Yes, it's hard to be Martha in a church full of shirking Marys. In this case the use of numbers is taken to provide incontrovertible proof (numbers don't lie, after all) that people just aren't doing enough. Inevitably a note of mild (or sometimes not so mild) accusation enters in. There's talk of "doing your fair share" and "pulling your weight." The presumption is, something is definitely wrong with the 90%.

I hate this kind of talk. Might we be laying obligations on people that simply amounts to new yokes for old?

Perhaps this talk would make more sense if the church were the primary place of ministry in our lives. We’re all ministers, after all, and the church is where we do ministry, right?

Let me put this in emphatic caps: WRONG!

Our day-in/day-out lives is where we do ministry. Therefore: if a man is trying to love his wife and family sacrificially and to pursue his vocation "as unto the Lord," he’s probably got a full plate. He just might not have time for ushering, serving in the food pantry, the book store, the grounds crew, working the sound board, or teaching in children’s church.

I think it’s difficult for many of us to imagine church these days without frequent urgent calls for volunteers, homemade commercial-like videos touting some ministry or another (with lots of visual pizz-zazz and snappy music!), and the laying of obligations (explicit or not) on the congregation.

Fie on all that. Church is the place where we draw near to God as a body of believers, sitting at the feet of Jesus, learning from him, so that we can take what we’ve there learned out into the world, our venue for ministry, and work it out in fear and trembling (or even sometimes fun and frolic, I suppose).

There. I feel better now.

4 comments:

Anonymous said...

it is true. there is a small number of people that volunteer for anything. and it can get to be overwhelming for people that are trying to find volunteers to run all of the programs that most organized groups come up with.
and there just seems to me to be more programs instead of less.

it is enough to make anyone run for the hills and never come out. and it gets to be something that is looked at as obligation instead of vollunteerism. if the group is trying to do more than the group actually wants to do. than maybe some of the programs should be cut.

then again, maybe we should also cut out some of the craziness of our own personal lives also.

maybe our personal lives could do with some program cuts too. maybe we lay obligations on people in our day to day life as well that are yokes.

i open my self to what message God has for me when i go to a gathering, i put my mind on God and worship of God, and let most of the pizzazz go over my head.

it use to bother me quite a bit, and then one day i just let it go. poof, just let it go. no more thinking about church, churches, denominations, missions in far away places through churches, whether i should join a denomination, etc etc etc...

it was just too much to think about. so i gave it to God and I think that He will work this out in my life.

in the mean time, i am not going to judge how anyone does anything in any church.

Bob Spencer said...

I love that response, Nancy.
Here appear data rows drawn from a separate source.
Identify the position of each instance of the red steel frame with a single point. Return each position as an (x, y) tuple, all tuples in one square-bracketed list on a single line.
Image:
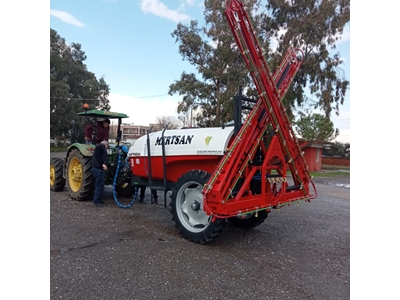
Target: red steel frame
[(223, 197)]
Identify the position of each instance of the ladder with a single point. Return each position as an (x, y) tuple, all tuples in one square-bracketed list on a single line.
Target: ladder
[(222, 196)]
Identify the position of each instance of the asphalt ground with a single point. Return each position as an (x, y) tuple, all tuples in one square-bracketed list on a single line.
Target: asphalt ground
[(299, 252)]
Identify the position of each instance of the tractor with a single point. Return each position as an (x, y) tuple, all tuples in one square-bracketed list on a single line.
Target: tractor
[(75, 170)]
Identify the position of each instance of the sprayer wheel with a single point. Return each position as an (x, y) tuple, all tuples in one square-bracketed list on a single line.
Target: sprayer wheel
[(187, 209)]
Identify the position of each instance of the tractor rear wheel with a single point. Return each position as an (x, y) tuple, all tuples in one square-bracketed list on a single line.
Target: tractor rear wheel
[(57, 180), (187, 209), (249, 221), (80, 181)]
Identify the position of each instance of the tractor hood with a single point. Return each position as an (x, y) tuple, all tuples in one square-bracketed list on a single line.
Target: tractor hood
[(190, 141)]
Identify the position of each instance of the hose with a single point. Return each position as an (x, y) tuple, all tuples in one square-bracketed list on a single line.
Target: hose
[(115, 184)]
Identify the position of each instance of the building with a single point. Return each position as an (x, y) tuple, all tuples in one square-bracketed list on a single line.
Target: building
[(130, 132), (312, 154)]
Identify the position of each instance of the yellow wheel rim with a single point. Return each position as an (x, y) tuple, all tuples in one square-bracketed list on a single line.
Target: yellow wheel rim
[(75, 174), (52, 175)]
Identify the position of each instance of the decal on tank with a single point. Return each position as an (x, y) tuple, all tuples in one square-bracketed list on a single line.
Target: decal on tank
[(175, 140)]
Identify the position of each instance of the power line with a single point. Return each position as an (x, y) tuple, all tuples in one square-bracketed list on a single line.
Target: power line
[(89, 99)]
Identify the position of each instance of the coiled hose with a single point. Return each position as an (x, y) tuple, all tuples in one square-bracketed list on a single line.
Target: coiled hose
[(115, 185)]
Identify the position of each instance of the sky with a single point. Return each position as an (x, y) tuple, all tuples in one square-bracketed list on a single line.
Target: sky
[(130, 44)]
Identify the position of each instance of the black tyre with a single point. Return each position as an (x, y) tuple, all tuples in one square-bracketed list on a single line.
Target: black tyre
[(57, 180), (249, 221), (80, 181), (187, 209)]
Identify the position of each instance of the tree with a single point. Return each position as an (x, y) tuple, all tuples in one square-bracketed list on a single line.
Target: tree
[(311, 25), (213, 52), (315, 127), (337, 149), (70, 84), (314, 26), (162, 121)]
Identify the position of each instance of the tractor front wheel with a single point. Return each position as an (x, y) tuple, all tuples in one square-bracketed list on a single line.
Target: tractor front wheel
[(57, 180), (80, 181), (188, 212)]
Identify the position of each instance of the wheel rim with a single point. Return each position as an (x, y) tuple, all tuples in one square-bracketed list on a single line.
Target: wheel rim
[(52, 175), (189, 206), (75, 174)]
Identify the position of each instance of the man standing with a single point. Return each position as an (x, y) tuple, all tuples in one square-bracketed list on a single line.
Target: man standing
[(100, 165)]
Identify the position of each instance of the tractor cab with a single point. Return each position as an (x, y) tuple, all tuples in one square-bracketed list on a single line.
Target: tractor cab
[(75, 171)]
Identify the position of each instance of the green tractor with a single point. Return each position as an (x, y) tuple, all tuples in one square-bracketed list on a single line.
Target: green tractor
[(75, 170)]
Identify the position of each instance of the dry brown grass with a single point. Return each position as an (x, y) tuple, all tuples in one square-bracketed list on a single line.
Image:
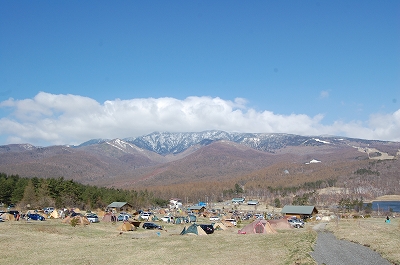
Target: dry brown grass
[(52, 242), (372, 232)]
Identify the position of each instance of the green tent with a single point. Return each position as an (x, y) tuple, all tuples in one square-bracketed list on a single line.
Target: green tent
[(194, 229)]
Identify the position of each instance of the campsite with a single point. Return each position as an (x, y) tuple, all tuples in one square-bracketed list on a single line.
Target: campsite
[(53, 241)]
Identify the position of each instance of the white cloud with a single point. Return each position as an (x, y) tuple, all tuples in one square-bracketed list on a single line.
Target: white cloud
[(72, 119), (324, 94)]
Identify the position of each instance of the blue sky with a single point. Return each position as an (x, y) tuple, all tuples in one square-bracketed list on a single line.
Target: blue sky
[(71, 71)]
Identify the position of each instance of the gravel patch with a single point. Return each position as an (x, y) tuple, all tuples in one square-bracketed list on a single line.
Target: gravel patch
[(331, 251)]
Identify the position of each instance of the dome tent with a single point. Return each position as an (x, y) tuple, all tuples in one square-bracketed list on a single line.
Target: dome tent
[(258, 227)]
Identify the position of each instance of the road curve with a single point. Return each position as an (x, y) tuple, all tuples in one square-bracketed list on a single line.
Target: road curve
[(331, 251)]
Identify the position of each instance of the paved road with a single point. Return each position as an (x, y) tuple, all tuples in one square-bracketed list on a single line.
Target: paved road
[(331, 251)]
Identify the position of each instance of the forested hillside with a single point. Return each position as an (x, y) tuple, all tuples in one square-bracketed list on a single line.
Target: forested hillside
[(58, 192)]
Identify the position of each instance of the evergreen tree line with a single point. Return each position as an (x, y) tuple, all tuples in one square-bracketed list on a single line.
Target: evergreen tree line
[(58, 192)]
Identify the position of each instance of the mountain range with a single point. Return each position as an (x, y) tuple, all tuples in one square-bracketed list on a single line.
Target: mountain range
[(165, 159)]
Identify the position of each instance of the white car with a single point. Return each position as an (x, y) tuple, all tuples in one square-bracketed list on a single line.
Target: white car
[(232, 221), (214, 218), (167, 219)]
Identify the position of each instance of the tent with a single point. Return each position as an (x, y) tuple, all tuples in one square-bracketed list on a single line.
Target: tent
[(219, 226), (126, 226), (194, 229), (107, 217), (81, 220), (257, 227), (280, 224), (8, 217), (54, 214)]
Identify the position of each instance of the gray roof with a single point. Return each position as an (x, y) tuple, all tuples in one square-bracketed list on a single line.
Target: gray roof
[(298, 209), (196, 207), (117, 205)]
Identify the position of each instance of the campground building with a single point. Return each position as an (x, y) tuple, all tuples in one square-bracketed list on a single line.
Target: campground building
[(196, 209), (119, 207), (301, 212)]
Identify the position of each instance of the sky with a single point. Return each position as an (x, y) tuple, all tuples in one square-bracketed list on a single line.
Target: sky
[(71, 71)]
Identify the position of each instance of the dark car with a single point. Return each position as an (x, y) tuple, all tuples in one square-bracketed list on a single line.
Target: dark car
[(151, 226), (209, 229), (36, 217)]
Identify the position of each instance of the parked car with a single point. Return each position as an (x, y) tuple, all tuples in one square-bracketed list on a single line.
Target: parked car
[(168, 219), (209, 229), (259, 216), (214, 218), (48, 210), (297, 223), (232, 221), (145, 216), (123, 217), (36, 217), (93, 218), (151, 226)]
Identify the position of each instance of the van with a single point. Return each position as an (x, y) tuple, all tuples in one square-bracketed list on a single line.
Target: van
[(145, 216), (232, 221)]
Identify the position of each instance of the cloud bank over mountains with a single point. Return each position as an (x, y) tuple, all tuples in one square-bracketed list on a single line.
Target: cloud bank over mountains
[(50, 119)]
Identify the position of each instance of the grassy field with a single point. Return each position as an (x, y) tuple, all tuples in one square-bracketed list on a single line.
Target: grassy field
[(382, 237), (52, 242)]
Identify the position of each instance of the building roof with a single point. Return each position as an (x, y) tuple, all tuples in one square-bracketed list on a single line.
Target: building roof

I think you've got a good approach there. Your right when you suggest that we might have too much going on in our lives generally, too many burdensome obligations etc. But we know the world will do that--will hang yokes on our necks--and we agree to let them, because we think it will be worthwhile (say, for example, the burden of credit card debt).
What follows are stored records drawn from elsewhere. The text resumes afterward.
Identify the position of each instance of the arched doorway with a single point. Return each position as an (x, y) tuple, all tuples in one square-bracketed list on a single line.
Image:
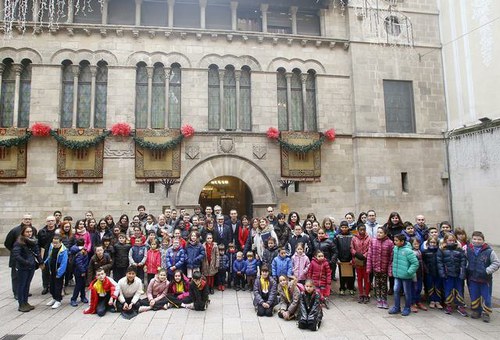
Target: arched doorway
[(230, 193)]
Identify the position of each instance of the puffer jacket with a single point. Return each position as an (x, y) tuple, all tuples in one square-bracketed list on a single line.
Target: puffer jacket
[(300, 266), (328, 248), (195, 253), (429, 257), (360, 246), (379, 259), (320, 273), (404, 262), (451, 261), (343, 243), (281, 266)]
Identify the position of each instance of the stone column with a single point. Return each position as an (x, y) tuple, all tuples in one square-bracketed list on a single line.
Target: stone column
[(138, 4), (303, 80), (293, 12), (18, 68), (234, 15), (322, 16), (93, 71), (104, 14), (203, 8), (171, 4), (263, 9), (237, 76), (76, 73), (221, 99), (167, 93), (288, 77), (149, 70)]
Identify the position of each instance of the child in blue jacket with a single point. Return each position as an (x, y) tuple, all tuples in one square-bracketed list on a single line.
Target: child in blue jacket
[(80, 267), (195, 253), (251, 272), (282, 265), (57, 262), (239, 270)]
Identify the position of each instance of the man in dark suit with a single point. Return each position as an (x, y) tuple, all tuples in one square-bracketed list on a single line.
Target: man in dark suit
[(223, 233)]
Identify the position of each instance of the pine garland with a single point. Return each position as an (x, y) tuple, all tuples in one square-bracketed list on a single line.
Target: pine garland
[(302, 148), (7, 143), (155, 146), (76, 145)]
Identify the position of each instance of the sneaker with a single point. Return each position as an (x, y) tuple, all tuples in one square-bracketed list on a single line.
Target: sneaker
[(394, 310), (461, 310), (475, 315), (421, 306)]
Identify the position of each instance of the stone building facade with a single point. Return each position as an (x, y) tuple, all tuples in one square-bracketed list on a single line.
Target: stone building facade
[(317, 57)]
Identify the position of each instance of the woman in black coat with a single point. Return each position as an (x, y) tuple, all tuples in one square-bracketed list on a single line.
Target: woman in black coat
[(27, 256)]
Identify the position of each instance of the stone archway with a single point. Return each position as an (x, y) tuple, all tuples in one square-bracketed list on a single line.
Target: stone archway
[(224, 165)]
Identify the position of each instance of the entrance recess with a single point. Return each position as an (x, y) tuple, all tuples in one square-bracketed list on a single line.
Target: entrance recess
[(230, 193)]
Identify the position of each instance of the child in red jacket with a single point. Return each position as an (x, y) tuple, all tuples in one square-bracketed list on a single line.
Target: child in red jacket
[(321, 274), (153, 260)]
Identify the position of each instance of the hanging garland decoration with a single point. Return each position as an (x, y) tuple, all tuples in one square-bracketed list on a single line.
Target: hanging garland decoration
[(274, 133), (8, 143), (76, 145)]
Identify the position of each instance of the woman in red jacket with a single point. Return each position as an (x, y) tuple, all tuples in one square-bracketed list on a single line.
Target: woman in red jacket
[(321, 274)]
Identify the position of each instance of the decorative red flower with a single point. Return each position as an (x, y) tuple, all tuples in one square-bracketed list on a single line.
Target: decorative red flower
[(40, 129), (121, 129), (273, 133), (330, 134), (187, 131)]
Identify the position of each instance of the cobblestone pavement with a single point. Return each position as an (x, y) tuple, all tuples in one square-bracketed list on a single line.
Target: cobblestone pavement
[(231, 316)]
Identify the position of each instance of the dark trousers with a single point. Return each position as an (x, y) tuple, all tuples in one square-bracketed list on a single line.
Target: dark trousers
[(24, 278), (13, 277), (55, 286), (406, 285), (118, 273), (79, 287)]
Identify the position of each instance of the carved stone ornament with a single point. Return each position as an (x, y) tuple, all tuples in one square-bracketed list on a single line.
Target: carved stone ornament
[(226, 144)]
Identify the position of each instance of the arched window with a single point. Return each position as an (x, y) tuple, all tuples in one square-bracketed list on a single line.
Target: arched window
[(245, 100), (101, 95), (67, 94), (229, 122), (174, 97), (296, 102), (282, 100), (141, 96), (158, 97), (213, 98), (8, 94), (84, 95)]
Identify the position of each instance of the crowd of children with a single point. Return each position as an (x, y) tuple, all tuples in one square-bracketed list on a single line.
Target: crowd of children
[(288, 266)]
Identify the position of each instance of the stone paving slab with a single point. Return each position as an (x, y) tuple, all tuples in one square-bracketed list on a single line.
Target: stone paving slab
[(231, 316)]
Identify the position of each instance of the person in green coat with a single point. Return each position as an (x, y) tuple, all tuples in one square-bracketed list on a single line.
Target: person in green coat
[(404, 267)]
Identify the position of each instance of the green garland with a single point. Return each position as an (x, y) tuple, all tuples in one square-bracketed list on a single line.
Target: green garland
[(7, 143), (154, 146), (302, 148), (76, 145)]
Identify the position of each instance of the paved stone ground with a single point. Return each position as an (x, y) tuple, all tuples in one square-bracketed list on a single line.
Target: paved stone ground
[(231, 316)]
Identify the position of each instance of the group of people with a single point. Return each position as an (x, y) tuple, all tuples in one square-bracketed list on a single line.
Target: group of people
[(287, 264)]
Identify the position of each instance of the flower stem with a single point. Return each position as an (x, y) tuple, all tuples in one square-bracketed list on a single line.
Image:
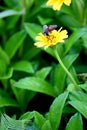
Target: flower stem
[(66, 70)]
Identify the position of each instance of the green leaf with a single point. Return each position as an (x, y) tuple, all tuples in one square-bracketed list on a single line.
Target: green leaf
[(22, 95), (4, 56), (23, 66), (11, 3), (33, 29), (9, 123), (38, 118), (74, 37), (6, 101), (14, 43), (80, 96), (75, 123), (83, 86), (46, 125), (59, 73), (36, 84), (56, 110), (80, 106), (43, 72), (7, 74)]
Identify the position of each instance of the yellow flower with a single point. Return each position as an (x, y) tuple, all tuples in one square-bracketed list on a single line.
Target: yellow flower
[(58, 3), (54, 37)]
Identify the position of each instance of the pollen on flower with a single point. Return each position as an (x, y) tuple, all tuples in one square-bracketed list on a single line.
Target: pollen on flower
[(54, 37), (58, 3)]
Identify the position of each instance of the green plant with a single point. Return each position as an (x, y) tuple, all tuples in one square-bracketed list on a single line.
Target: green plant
[(27, 72)]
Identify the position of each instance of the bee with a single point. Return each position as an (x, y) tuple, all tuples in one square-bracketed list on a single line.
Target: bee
[(49, 28)]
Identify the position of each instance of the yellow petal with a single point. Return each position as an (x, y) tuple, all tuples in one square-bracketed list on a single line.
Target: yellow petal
[(67, 2)]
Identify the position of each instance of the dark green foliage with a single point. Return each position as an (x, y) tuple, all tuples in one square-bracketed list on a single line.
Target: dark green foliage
[(27, 72)]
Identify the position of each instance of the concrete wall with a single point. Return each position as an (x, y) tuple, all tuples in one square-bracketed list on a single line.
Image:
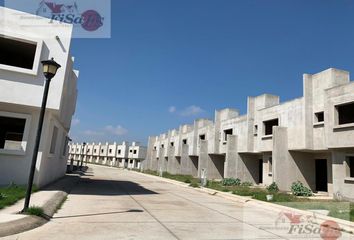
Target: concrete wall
[(21, 92), (297, 141)]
Still, the church should be a relief and a rest from all that, a radical alternative to driven-ness. That's my take anyway.

Thanks for the thoughtful and wise response!

Anonymous said...

yes, it should be a place of rest, relief, filling, and worship.

can it be?

is there anything to do that would make a difference?
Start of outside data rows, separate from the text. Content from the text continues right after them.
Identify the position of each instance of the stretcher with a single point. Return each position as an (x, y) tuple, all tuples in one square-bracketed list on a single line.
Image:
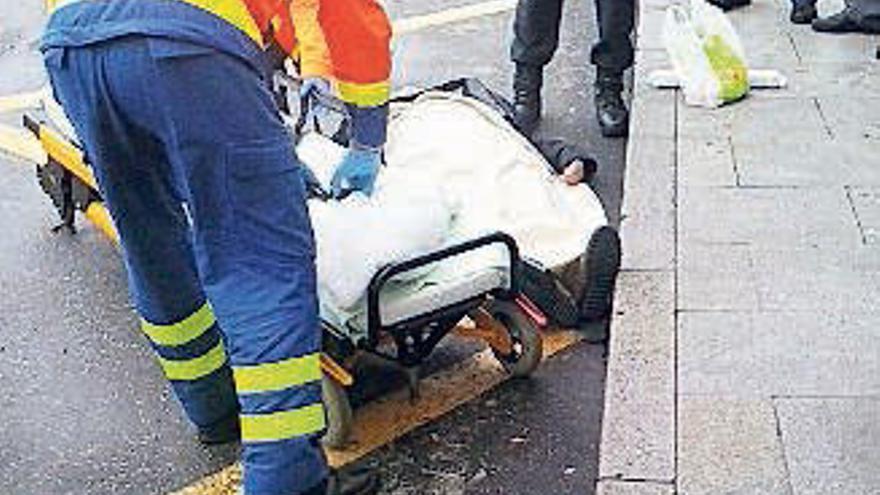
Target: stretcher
[(399, 322)]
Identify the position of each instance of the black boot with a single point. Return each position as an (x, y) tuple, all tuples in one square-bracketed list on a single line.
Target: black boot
[(845, 21), (352, 481), (804, 13), (527, 81), (611, 112)]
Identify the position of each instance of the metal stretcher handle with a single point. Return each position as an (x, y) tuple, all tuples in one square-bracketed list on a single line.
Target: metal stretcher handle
[(378, 282)]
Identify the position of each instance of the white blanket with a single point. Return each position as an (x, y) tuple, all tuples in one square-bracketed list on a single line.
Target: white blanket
[(455, 170)]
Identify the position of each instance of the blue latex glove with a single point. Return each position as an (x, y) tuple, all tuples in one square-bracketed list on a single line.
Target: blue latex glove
[(313, 91), (356, 172)]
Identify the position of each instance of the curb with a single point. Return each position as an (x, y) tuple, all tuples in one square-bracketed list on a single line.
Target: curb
[(637, 450)]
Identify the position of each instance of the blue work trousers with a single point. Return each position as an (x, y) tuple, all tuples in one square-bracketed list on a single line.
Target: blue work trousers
[(202, 182)]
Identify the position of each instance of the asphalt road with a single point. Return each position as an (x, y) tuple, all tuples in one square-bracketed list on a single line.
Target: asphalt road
[(84, 408)]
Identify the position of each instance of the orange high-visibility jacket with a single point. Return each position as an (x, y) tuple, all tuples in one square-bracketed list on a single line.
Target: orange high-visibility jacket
[(345, 41)]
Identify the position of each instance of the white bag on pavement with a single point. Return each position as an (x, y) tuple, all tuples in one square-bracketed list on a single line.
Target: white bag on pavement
[(706, 54)]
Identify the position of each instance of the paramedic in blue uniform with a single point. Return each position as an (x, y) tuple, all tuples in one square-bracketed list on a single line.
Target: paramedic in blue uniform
[(536, 37), (170, 99)]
or do we just find our own little group....denomination?

maybe we shoud just run for the hills...or go to the mountain.

this was my quandary.

i did not have an answer, so i gave it to God.

what are your thoughts?

Bob Spencer said...

Well, I don't want anyone to misunderstand, I like a lot of things about my church. I'm not thinking about leaving it. This past Sunday morning I asked myself, what are the fundamental things I hope for and expect in a church service. I decided on 3 things: 1) Drawing near to God (with others) in worhsip, 2) lots of prayer for one another, and 3) learning from Jesus (with others) through the preaching of the Word.

So I prayed for those 3 things to happen in church on Sunday, and you know, well, 2 out of 3 ain't bad! I 'm still having a little trouble on the worship side of things though (#1 above).